Everyone comes up with their own patterns, patterns which may not be obvious even as they are made up of the common components from the language spec.
A little copying
Go actively encourages this way of programming with the idiom “a little copying is better than a little dependency.” Here they are actively avoiding one of the major pitfalls of NodeJS. But at what cost?
A lot of places
I say the cost is higher than the blithe quote indicates. A little copying from one place leads to an accumulation of a lot of copying from many places. Because the copying isn’t named, versioned, or isolated it is peppered throughout the resulting program. And that means if you find a flaw you have many places to fix. And, worse, if someone else finds a flaw you have no idea unless you come across and recognize the improved version of that little copy.

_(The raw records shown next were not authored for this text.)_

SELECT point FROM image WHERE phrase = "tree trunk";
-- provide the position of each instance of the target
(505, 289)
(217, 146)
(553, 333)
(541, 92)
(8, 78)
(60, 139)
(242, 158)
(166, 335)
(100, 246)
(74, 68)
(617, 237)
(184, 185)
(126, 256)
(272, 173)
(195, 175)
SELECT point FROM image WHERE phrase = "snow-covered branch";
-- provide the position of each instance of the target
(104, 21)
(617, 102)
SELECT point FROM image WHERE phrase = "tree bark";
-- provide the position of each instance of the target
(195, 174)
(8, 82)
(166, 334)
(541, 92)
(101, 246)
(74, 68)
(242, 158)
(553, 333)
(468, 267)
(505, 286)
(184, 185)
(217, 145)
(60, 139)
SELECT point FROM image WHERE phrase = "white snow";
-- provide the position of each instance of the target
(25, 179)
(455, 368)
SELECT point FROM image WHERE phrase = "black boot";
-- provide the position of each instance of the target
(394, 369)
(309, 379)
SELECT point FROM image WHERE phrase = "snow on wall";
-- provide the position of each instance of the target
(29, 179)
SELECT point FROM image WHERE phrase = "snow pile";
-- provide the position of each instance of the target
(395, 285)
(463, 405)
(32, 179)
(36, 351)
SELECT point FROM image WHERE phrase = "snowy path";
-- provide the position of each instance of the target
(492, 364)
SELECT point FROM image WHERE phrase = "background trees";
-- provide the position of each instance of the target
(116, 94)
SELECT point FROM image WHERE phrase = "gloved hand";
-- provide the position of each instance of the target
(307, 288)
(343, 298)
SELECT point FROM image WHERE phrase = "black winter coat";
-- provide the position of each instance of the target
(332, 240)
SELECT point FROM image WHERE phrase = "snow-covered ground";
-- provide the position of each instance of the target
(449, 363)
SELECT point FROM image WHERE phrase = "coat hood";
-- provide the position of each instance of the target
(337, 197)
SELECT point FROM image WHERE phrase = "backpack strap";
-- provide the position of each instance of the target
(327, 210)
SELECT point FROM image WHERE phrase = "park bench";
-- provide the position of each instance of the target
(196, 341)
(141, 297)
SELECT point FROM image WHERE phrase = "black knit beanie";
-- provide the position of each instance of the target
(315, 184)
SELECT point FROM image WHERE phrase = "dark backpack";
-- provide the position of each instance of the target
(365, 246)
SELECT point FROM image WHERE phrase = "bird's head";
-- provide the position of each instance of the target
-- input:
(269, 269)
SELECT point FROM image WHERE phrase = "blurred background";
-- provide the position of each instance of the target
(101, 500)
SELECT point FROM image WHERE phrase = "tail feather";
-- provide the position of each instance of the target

Go is for systems not applications
Now, to be clear, I don’t think this is a flaw for Go’s supposed primary purpose: a systems programming language. Systems programming should be short, simple, sharp tools to perform high quality work with a strong performance story. You don’t want to burden your systems with huge, complex, dull, and ill-performing tools. Excel is wonderful, Excel is not a systems tool. Excel is an application.
But many programmers out there are building, or trying to build, the equivalent to Excel in Go. To write not sharp tools but large applications in Go because Go has become their hammer and everything is a nail even if it’s a skyscraper.